From Ways of Seeing by John Berger:

...the social presence of a woman is different in kind from that of a man. A man's presence is dependent upon the promise of power which he embodies...its object is always exterior to the man....
By contrast, a woman's presence expresses her own attitude to herself, and defines what can and cannot be done to her. Her presence is manifest in her gestures, voice, opinions, expressions, clothes...indeed, there is nothing she can do which does not contribute to her presence...
A woman must continually watch herself. She is almost continually accompanied by her own image of herself. Whilst she is walking across a room or whilst she is weeping at the death of her father, she can scarcely avoid envisaging herself walking or weeping....She has to survey everything she is and everything she does because how she appears to others, and ultimately how she appears to men, is of crucial importance for what is normally thought of as the success of her life. Her own sense of being in herself is supplanted by a sense of being appreciated as herself by another.

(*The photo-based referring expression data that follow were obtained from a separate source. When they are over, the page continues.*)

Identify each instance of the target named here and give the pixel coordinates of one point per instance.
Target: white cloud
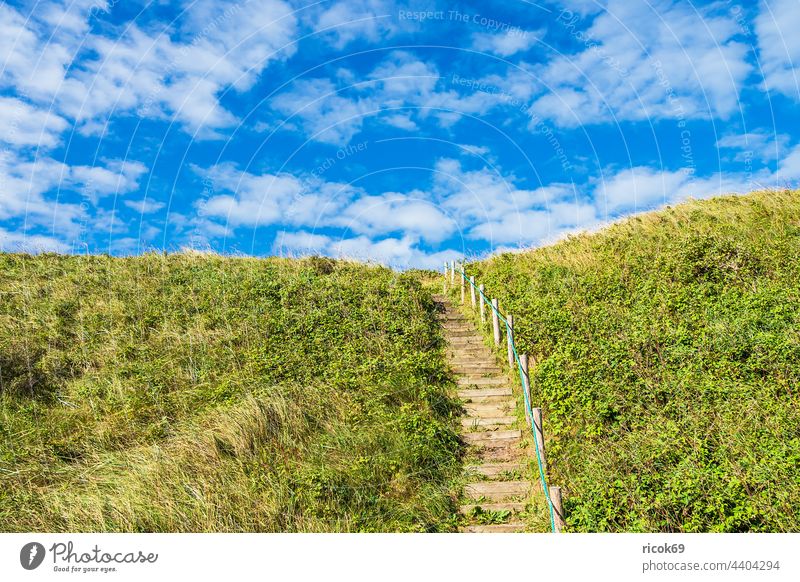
(779, 45)
(396, 252)
(116, 177)
(325, 115)
(345, 22)
(176, 73)
(144, 206)
(506, 43)
(401, 121)
(333, 114)
(411, 214)
(789, 167)
(31, 243)
(26, 187)
(757, 145)
(25, 125)
(640, 61)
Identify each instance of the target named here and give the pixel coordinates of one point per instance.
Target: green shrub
(669, 364)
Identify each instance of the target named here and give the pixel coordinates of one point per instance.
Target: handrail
(528, 408)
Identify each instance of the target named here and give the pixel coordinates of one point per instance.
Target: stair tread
(495, 506)
(478, 392)
(496, 528)
(478, 421)
(493, 435)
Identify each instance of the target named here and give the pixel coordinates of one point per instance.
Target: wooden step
(513, 506)
(493, 435)
(481, 381)
(483, 370)
(496, 528)
(477, 421)
(483, 393)
(497, 491)
(460, 333)
(492, 409)
(470, 352)
(495, 469)
(479, 361)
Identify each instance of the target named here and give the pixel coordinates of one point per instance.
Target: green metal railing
(522, 378)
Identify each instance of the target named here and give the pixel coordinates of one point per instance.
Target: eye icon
(31, 555)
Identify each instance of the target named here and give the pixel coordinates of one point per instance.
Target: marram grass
(200, 393)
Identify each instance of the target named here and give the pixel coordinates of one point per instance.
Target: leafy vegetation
(668, 364)
(200, 393)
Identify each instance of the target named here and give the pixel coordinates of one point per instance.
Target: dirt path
(495, 494)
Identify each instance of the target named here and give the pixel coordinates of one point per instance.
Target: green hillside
(199, 393)
(668, 350)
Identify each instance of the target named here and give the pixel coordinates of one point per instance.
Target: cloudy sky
(408, 133)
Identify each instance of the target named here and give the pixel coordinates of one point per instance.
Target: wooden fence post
(539, 433)
(526, 384)
(496, 322)
(463, 284)
(510, 340)
(483, 306)
(472, 290)
(558, 507)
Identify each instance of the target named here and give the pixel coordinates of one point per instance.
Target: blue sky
(408, 133)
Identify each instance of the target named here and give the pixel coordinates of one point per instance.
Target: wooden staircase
(495, 494)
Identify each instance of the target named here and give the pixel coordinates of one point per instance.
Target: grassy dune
(668, 350)
(200, 393)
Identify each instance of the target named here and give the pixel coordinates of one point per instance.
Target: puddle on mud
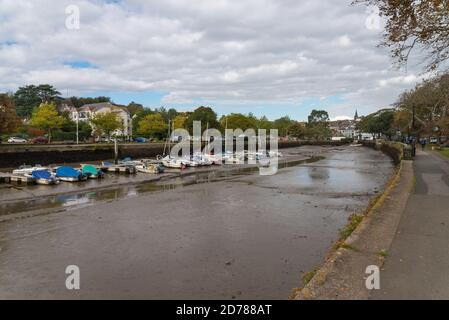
(83, 199)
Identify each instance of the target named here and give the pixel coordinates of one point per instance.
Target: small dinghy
(91, 171)
(146, 167)
(43, 177)
(26, 169)
(118, 168)
(175, 163)
(70, 174)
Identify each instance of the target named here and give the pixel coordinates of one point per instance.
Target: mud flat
(235, 236)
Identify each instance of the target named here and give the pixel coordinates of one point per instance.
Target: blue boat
(70, 174)
(44, 177)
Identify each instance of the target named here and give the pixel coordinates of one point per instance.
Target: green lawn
(445, 152)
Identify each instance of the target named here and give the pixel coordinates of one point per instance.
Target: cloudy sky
(269, 57)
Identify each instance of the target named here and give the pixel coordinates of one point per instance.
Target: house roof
(100, 105)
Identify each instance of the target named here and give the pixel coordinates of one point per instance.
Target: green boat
(91, 171)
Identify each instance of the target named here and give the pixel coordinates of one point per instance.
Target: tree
(46, 117)
(179, 121)
(378, 123)
(296, 130)
(282, 125)
(134, 108)
(415, 23)
(105, 123)
(264, 123)
(153, 125)
(238, 121)
(206, 115)
(318, 125)
(426, 106)
(81, 101)
(318, 117)
(8, 117)
(29, 97)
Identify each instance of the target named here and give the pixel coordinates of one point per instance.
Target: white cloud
(221, 51)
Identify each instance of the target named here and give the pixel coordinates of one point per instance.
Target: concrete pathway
(417, 266)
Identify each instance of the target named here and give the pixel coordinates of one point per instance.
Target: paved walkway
(417, 266)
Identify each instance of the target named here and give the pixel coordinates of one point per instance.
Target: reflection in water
(88, 198)
(319, 173)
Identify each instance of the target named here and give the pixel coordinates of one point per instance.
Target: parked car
(40, 140)
(433, 140)
(16, 140)
(141, 140)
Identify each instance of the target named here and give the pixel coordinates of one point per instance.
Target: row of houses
(88, 111)
(345, 128)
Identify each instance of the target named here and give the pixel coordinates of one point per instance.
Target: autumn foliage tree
(46, 117)
(106, 123)
(411, 24)
(8, 117)
(153, 125)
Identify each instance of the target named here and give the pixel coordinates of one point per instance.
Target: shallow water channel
(218, 235)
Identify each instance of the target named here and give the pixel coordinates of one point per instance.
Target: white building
(86, 112)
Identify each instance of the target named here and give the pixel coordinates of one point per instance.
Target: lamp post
(77, 129)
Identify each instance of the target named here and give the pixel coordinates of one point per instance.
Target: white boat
(202, 160)
(213, 158)
(176, 163)
(69, 174)
(44, 177)
(26, 169)
(190, 162)
(122, 167)
(146, 167)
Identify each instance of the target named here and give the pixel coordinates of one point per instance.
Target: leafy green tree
(179, 121)
(282, 125)
(140, 115)
(264, 123)
(318, 125)
(9, 121)
(415, 24)
(318, 117)
(105, 123)
(81, 101)
(296, 130)
(29, 97)
(238, 121)
(204, 114)
(46, 117)
(153, 125)
(379, 123)
(134, 108)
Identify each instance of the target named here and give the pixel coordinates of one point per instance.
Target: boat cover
(41, 174)
(90, 169)
(68, 172)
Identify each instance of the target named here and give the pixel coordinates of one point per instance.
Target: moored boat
(69, 174)
(44, 177)
(27, 169)
(91, 171)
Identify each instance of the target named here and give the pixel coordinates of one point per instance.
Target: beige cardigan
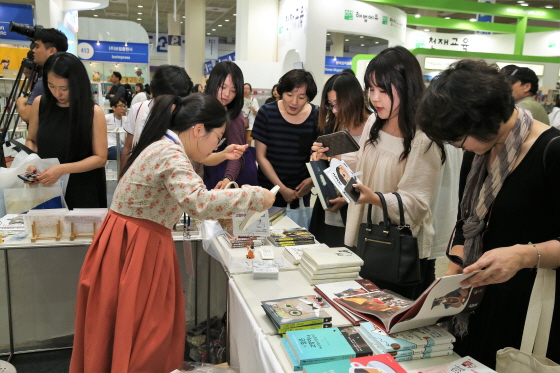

I hadn't read this book before. This morning, I found it on the shelf while looking randomly at things, which is sometimes helpful when you're stuck. You never know when you'll pull a book off a shelf, see a guillotine illustrated and think, "I know! My scene needs a guillotine!" And the quotation above (there's a lot more to it than that) reminded me of what I'm working on.

It also reminded me of a 1916 book on film theory which is concerned with what this brand-new iteration of "seeing" meant to the world. The argument in that book was that audiences identify so completely with actors on film that even in moments where a stunt double has taken their places, we don't notice, or don't want to notice the substitution, because we have become part of what we're surveying. We don't want to be jarred out of it by recognizing bad edits, illogical leaps, and most importantly new actors taking the place of old. There is some link that I don't yet understand between those two ideas: film theory and Berger's observations on "presence." I think it has to do with movie stars.

Added: one ghost. This is either a good idea or a bad one.